Jupyter Notebook (formerly IPython Notebooks) is a web-based interactive computational environment for creating Jupyter notebook documents. The "notebook" term can colloquially make reference to many different entities, mainly the Jupyter web application, Jupyter Python web server, or Jupyter document format.

# Markdown

You can edit this block to see how it is formatted. Double-click anywhere on this text to activate.

This is text. This is not python code. This will not run. 

But this will be displayed properly.

# This is a heading

## This is a smaller heading

### This is an even smaller heading



Here're the reasons why you should use markdown cells:
1. It makes your notes look better
1. It helps other programmers understand what you are doing

# Comments in Python

Comments are used to explain the code, make notes to help other programmers, or make notes for future scope.
They are mostly used to make code readable.
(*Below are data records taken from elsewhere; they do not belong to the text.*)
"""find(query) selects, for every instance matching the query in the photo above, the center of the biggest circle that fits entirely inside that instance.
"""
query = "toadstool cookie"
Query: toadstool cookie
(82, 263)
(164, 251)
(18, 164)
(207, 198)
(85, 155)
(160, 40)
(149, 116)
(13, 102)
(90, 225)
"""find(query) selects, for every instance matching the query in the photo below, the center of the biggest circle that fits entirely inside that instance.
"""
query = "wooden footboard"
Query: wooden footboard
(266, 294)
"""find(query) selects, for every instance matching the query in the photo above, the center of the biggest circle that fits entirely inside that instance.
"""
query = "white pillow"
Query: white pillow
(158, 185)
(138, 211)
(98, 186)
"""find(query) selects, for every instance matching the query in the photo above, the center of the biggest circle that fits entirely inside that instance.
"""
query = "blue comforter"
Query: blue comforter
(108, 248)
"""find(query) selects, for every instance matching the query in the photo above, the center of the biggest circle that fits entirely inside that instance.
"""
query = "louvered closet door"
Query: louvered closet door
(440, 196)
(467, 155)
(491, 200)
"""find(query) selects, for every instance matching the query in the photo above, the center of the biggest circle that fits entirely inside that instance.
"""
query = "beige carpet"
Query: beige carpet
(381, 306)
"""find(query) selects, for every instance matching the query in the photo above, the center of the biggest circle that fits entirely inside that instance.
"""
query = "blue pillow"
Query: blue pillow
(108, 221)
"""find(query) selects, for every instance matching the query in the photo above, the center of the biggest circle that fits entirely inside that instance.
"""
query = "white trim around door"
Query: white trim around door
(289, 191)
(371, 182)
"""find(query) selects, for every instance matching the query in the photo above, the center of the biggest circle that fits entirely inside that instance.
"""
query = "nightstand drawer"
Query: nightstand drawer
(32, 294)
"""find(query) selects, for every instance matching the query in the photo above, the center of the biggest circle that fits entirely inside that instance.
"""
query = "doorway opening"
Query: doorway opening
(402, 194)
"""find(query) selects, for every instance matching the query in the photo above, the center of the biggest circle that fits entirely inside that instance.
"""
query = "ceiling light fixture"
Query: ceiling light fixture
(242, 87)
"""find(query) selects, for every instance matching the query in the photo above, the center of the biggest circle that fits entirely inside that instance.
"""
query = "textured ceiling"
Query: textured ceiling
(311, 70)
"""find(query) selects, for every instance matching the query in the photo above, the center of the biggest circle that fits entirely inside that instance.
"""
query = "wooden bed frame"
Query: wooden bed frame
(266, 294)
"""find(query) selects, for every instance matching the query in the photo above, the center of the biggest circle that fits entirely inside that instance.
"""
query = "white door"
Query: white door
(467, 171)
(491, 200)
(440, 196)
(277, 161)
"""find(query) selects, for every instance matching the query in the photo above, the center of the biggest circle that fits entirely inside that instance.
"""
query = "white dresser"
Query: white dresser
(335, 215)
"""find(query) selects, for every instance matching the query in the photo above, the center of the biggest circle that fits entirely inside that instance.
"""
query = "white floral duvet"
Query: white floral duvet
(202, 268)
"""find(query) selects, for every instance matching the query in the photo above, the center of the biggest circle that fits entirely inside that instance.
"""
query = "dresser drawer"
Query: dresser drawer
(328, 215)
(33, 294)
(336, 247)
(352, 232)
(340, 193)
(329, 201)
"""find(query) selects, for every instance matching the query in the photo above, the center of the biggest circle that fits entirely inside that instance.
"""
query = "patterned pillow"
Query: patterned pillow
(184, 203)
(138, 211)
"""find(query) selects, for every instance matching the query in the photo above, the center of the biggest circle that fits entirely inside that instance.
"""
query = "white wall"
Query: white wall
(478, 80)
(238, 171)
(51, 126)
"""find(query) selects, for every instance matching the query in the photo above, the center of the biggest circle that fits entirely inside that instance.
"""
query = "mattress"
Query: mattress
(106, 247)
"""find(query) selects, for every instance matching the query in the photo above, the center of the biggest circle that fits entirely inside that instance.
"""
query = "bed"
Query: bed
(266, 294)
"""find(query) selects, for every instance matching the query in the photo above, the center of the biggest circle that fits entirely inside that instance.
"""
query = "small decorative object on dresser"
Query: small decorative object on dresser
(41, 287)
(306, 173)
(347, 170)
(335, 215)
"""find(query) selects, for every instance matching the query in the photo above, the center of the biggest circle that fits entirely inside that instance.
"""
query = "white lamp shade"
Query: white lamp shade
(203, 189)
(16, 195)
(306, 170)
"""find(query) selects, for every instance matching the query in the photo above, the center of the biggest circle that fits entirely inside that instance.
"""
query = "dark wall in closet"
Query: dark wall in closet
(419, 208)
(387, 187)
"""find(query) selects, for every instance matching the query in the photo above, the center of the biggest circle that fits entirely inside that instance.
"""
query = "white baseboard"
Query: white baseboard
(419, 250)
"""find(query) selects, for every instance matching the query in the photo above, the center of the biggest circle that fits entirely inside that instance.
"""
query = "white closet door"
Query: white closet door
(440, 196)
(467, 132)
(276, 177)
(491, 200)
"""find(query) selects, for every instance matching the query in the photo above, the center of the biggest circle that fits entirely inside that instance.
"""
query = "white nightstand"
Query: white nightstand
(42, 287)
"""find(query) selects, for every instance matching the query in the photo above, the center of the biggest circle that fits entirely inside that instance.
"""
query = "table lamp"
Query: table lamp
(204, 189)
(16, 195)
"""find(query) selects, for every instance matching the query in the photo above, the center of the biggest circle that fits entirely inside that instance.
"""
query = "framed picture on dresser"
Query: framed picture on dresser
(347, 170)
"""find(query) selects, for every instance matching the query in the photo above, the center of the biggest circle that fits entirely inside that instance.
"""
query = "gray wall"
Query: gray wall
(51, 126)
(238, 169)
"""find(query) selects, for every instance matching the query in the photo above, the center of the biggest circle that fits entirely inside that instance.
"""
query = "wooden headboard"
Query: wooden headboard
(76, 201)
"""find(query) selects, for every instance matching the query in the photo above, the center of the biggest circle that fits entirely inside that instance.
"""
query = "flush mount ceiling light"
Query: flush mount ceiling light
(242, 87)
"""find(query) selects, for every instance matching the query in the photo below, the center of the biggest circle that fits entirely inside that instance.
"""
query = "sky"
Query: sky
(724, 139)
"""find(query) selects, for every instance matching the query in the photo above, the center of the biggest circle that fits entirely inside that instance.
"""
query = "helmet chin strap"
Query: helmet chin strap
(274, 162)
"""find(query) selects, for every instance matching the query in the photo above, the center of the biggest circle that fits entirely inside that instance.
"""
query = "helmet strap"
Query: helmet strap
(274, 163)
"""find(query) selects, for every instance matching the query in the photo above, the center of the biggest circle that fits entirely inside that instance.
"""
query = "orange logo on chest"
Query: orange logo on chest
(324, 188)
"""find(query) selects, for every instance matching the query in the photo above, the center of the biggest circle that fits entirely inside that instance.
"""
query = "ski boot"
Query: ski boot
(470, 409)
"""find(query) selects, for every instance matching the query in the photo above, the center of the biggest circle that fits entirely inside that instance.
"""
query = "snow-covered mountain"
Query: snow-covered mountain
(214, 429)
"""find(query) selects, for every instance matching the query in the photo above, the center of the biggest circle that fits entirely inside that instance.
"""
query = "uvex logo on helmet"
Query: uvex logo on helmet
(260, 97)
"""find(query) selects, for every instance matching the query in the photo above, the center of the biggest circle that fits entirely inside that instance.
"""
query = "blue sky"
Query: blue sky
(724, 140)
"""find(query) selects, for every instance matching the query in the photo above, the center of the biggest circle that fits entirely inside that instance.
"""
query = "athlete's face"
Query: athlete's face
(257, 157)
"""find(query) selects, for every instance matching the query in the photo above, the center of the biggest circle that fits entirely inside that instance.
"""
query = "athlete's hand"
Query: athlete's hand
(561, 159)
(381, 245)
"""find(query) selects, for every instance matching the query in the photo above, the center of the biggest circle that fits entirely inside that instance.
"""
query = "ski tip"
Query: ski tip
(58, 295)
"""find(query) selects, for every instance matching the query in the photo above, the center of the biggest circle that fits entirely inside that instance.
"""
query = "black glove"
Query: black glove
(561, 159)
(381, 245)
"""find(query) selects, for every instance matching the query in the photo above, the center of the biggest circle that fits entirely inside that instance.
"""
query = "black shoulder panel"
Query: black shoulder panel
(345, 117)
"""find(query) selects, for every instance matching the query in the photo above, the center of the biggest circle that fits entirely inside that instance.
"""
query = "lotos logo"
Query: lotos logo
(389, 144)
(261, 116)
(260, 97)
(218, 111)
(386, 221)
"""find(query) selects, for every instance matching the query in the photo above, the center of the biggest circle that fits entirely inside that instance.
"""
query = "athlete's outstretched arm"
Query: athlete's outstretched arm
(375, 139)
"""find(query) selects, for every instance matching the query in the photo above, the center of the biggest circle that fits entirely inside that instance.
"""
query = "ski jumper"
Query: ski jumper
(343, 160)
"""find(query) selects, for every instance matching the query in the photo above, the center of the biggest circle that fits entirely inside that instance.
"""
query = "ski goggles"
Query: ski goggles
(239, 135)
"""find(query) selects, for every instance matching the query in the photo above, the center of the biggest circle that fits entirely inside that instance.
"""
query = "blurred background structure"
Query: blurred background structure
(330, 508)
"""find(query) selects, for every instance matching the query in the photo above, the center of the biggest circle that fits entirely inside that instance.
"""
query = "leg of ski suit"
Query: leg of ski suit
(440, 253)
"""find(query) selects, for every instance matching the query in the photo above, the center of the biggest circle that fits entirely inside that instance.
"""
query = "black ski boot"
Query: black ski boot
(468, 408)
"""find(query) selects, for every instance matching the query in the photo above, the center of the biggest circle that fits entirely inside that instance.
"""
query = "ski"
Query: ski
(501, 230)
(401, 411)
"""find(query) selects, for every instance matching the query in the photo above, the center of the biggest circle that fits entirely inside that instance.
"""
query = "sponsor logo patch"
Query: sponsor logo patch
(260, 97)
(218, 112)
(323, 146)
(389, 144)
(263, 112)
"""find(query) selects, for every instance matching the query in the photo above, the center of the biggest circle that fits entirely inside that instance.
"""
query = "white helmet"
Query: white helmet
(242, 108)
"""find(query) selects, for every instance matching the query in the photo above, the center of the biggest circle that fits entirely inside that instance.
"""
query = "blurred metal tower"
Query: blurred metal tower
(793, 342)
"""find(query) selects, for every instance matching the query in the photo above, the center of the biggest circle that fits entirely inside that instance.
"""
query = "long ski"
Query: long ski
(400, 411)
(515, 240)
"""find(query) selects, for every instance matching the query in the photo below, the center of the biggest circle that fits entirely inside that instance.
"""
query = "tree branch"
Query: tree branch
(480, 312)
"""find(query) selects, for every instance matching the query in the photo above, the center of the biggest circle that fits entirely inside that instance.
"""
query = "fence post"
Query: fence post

They are part of the code, not the markdown.

In [None]:
print ("Hello World!") # This is a string statement
print (5+9) # This is a number
print ('The end!') # Bye

In [None]:
def add_nums_and_print(num1, num2):
    """
    This function adds two numbers and prints the sum
    Parameters:
    num1: firstnumber
    num2: second number
    Returns: Sum of the two numbers
    """
    ans = num1+num2
    print ("The answer is "+str(ans))
    
add_nums_and_print(5,10)

In Python, you can use the help() function to see the details of the function.

In [None]:
help(print)

# Five Minute Python Refresher

Python is an interpreted, object-oriented, high-level programming language with dynamic semantics. Its high-level built in data structures, combined with dynamic typing and dynamic binding, make it very attractive for Rapid Application Development, as well as for use as a scripting or glue language to connect existing components together. 

# Data Structures

### data structure
An organization of data for the purpose of making it easier to use.
### immutable data value
A data value which cannot be modified. Assignments to elements or slices (sub-parts) of immutable values cause a runtime error.
### mutable data value
A data value which can be modified. The types of all mutable values are compound types. Lists and dictionaries are mutable; strings and tuples are not.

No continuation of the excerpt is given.